A European report published today has found there is growing concern about corruption in Ireland following the publication of the Mahon Tribunal report.
The Council of Europe Group of States Against Corruption (GRECO) found that the perception of corruption levels in Ireland has increased.
GRECO also found that political parties and politicians have low levels of trust in Ireland and that the Irish authorities are aware of that.
The report looked at the system for ensuring integrity and preventing corruption and misconduct among members of the Oireachtas, judges and prosecutors.
Much of the report is positive, but it highlights areas of concern in relation to corruption and the potential for it in Ireland.
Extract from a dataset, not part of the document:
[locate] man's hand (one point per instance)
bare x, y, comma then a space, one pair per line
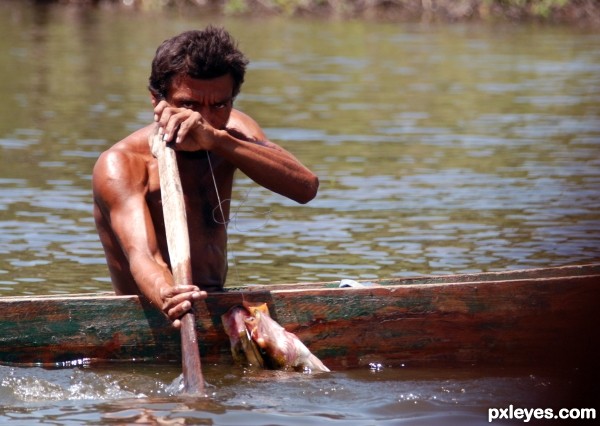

GRECO said the monitoring of the members' adherence to standards and codes of conduct needs to be broadened and improved.
It has recommended that the existing ethics framework be replaced.
A values-based framework was recommended to include situations of conflicts of interests, such as contacts with lobbyists, gifts and post-employment situations.
It has also recommended the existing regime on asset declarations be enhanced.
However, the report also described the legislative process in the Oireachtas as very transparent.
It pointed out that a culture of openness built on a solid legal framework has developed.
The report also found the independence and professionalism of the judiciary to be undisputed.
However, it said reforms in relation to the appointment and promotion of judges are necessary to target the best candidates and maintain judicial integrity and independence.
GRECO said the prosecution service needs to be more transparent.
It also said it needs to be more organised in how it receives and handles complaints about the integrity and ethical conduct of prosecutors.
It has made 11 recommendations, which it said will be assessed in the first half of 2016.